Inhomogeneous wave kinetic equation and its hierarchy in polynomially weighted $L^\infty$ spaces

TL;DR

This paper advances the well-posedness theory of the inhomogeneous 4-wave kinetic equation and constructs solutions for its associated hierarchy, employing novel combinatorial methods and the Hewitt-Savage theorem.

Contribution

It extends the analysis of the inhomogeneous 4-wave kinetic equation to polynomially decaying data and develops a framework for the associated hierarchy solutions.

Findings

Global well-posedness for initial data with polynomial decay.

Construction of solutions for the hierarchy using wave kinetic solutions.

Control of factorial growth via a combinatorial board game argument.

Abstract

Inspired by ideas stemming from the analysis of the Boltzmann equation, in this paper we expand well-posedness theory of the spatially inhomogeneous 4-wave kinetic equation, and also analyze an infinite hierarchy of PDE associated with this nonlinear equation.

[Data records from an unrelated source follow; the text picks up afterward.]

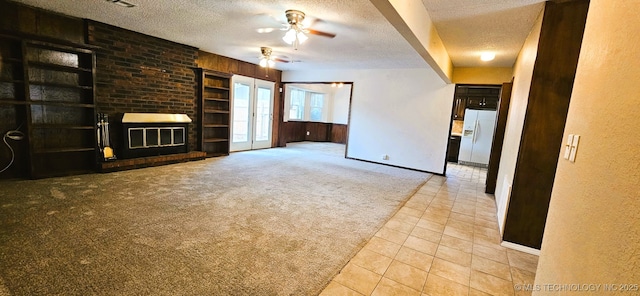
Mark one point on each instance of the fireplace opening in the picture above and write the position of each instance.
(152, 134)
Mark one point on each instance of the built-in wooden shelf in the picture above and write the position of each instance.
(214, 107)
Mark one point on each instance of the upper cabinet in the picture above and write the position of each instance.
(483, 97)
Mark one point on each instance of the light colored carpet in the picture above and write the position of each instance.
(280, 221)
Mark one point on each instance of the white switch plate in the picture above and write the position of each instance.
(567, 147)
(574, 148)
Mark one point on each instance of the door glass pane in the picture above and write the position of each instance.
(263, 113)
(241, 94)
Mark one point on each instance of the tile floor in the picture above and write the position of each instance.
(443, 241)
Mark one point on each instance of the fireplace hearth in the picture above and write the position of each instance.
(153, 134)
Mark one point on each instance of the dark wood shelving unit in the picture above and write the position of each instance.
(47, 90)
(214, 105)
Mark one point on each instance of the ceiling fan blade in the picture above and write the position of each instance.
(321, 33)
(269, 30)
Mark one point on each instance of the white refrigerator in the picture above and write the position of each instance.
(477, 136)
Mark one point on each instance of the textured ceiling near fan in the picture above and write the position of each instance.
(468, 27)
(365, 40)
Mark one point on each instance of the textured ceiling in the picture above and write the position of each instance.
(468, 27)
(365, 40)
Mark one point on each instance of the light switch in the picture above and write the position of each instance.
(567, 147)
(574, 148)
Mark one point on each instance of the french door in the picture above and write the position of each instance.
(251, 113)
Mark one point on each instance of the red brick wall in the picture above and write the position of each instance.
(141, 73)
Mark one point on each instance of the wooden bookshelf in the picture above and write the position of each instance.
(47, 89)
(214, 105)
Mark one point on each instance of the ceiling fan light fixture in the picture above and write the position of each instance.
(487, 56)
(266, 61)
(290, 36)
(301, 37)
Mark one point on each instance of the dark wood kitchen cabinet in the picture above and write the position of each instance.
(482, 97)
(47, 92)
(454, 148)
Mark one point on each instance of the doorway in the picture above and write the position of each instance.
(251, 113)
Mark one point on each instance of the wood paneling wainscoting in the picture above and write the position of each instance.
(296, 131)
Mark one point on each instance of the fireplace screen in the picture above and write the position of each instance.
(147, 137)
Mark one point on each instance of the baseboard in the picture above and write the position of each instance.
(520, 248)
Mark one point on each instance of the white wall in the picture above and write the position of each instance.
(522, 74)
(403, 113)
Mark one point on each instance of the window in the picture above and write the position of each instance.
(296, 107)
(308, 105)
(316, 106)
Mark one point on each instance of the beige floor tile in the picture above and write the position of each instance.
(405, 218)
(421, 245)
(485, 222)
(417, 204)
(429, 189)
(486, 216)
(486, 231)
(491, 267)
(406, 274)
(383, 247)
(437, 211)
(474, 292)
(440, 219)
(372, 261)
(424, 233)
(522, 260)
(437, 286)
(465, 234)
(336, 289)
(430, 225)
(522, 277)
(392, 235)
(487, 241)
(451, 271)
(411, 212)
(462, 217)
(358, 279)
(496, 254)
(414, 258)
(447, 230)
(456, 243)
(490, 284)
(460, 224)
(388, 287)
(399, 226)
(453, 255)
(466, 210)
(442, 204)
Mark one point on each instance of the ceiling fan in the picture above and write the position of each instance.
(268, 60)
(296, 29)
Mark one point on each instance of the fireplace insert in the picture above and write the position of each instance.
(152, 134)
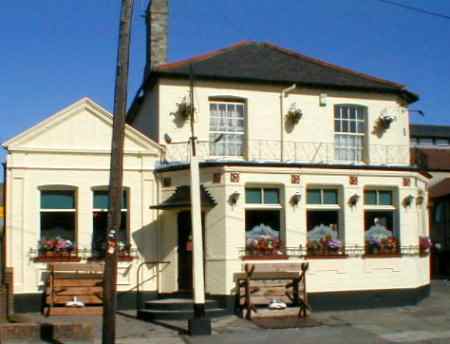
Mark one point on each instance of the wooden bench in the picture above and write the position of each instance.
(68, 281)
(257, 288)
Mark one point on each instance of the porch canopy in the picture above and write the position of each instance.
(181, 198)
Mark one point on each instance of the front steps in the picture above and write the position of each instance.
(177, 309)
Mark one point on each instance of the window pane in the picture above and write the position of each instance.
(379, 223)
(385, 197)
(370, 197)
(57, 200)
(321, 224)
(271, 196)
(58, 224)
(330, 197)
(101, 200)
(261, 224)
(100, 221)
(313, 196)
(253, 196)
(337, 125)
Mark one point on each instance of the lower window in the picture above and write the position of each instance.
(380, 236)
(324, 238)
(99, 235)
(101, 206)
(262, 233)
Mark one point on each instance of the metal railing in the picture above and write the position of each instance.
(291, 152)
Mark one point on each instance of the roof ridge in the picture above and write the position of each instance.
(322, 63)
(204, 57)
(429, 125)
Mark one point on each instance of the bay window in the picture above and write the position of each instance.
(381, 235)
(263, 222)
(324, 233)
(227, 129)
(349, 129)
(101, 204)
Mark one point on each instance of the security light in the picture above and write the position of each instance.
(295, 199)
(234, 197)
(353, 200)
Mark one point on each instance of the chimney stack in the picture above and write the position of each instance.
(157, 21)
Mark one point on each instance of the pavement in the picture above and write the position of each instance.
(428, 322)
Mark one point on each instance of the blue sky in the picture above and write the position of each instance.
(55, 52)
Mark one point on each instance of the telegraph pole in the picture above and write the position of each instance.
(116, 174)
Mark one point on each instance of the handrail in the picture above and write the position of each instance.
(138, 282)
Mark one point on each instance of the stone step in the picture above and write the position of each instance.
(150, 315)
(174, 304)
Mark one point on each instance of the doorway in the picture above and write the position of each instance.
(185, 250)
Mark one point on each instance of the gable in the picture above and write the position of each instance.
(82, 127)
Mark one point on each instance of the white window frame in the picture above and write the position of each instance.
(327, 207)
(102, 210)
(216, 133)
(394, 208)
(357, 151)
(51, 210)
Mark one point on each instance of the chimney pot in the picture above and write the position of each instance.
(157, 21)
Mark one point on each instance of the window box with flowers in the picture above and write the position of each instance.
(381, 239)
(57, 249)
(425, 245)
(324, 237)
(262, 223)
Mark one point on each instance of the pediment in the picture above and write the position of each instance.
(81, 127)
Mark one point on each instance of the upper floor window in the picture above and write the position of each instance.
(349, 128)
(263, 222)
(381, 234)
(227, 128)
(325, 237)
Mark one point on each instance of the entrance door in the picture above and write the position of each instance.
(185, 250)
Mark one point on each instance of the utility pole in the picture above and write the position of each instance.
(116, 174)
(199, 325)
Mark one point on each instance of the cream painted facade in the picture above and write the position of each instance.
(70, 150)
(264, 123)
(225, 230)
(265, 127)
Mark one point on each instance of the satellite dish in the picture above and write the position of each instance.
(218, 138)
(167, 138)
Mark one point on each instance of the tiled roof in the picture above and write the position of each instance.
(428, 130)
(431, 159)
(255, 61)
(440, 189)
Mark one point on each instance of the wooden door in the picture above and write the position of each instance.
(185, 249)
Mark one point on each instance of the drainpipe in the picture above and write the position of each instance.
(284, 93)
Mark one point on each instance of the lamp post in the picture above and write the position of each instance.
(199, 324)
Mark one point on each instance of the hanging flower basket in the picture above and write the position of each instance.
(425, 245)
(294, 116)
(184, 109)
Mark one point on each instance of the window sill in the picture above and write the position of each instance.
(327, 256)
(50, 259)
(275, 257)
(119, 258)
(382, 255)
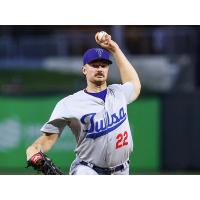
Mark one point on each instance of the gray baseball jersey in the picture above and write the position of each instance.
(101, 128)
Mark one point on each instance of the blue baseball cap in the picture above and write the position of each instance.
(96, 54)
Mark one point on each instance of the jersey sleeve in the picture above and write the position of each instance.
(128, 91)
(57, 120)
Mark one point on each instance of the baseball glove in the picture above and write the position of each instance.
(41, 163)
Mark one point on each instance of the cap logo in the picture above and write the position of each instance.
(99, 51)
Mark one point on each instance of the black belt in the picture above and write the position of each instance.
(104, 171)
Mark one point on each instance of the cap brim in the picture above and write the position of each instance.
(108, 61)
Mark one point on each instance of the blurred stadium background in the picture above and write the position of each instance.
(39, 65)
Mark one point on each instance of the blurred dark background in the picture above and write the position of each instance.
(41, 64)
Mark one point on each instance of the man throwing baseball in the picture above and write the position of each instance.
(97, 116)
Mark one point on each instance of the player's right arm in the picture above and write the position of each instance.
(44, 143)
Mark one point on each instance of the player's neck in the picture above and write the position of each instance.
(96, 88)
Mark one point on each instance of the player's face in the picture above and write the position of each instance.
(96, 72)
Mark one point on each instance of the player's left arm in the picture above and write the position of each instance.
(126, 69)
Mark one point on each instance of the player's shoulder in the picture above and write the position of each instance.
(114, 86)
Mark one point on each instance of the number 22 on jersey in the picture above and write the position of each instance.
(121, 140)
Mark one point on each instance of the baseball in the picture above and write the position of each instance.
(101, 35)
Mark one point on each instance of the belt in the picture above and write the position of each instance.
(105, 171)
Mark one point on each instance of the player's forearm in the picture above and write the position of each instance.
(127, 71)
(43, 143)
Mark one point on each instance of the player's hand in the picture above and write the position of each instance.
(107, 43)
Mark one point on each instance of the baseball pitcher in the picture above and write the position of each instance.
(97, 116)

More precisely, we show global in time well-posedness of the spatially inhomogeneous 4-wave kinetic equation for polynomially decaying initial data. For the associated infinite hierarchy, we construct global in time solutions using the solutions of the wave kinetic equation and the Hewitt-Savage theorem. Uniqueness of these solutions is proved by using a combinatorial board game argument tailored to this context, which allows us to control the factorial growth of the Dyson series.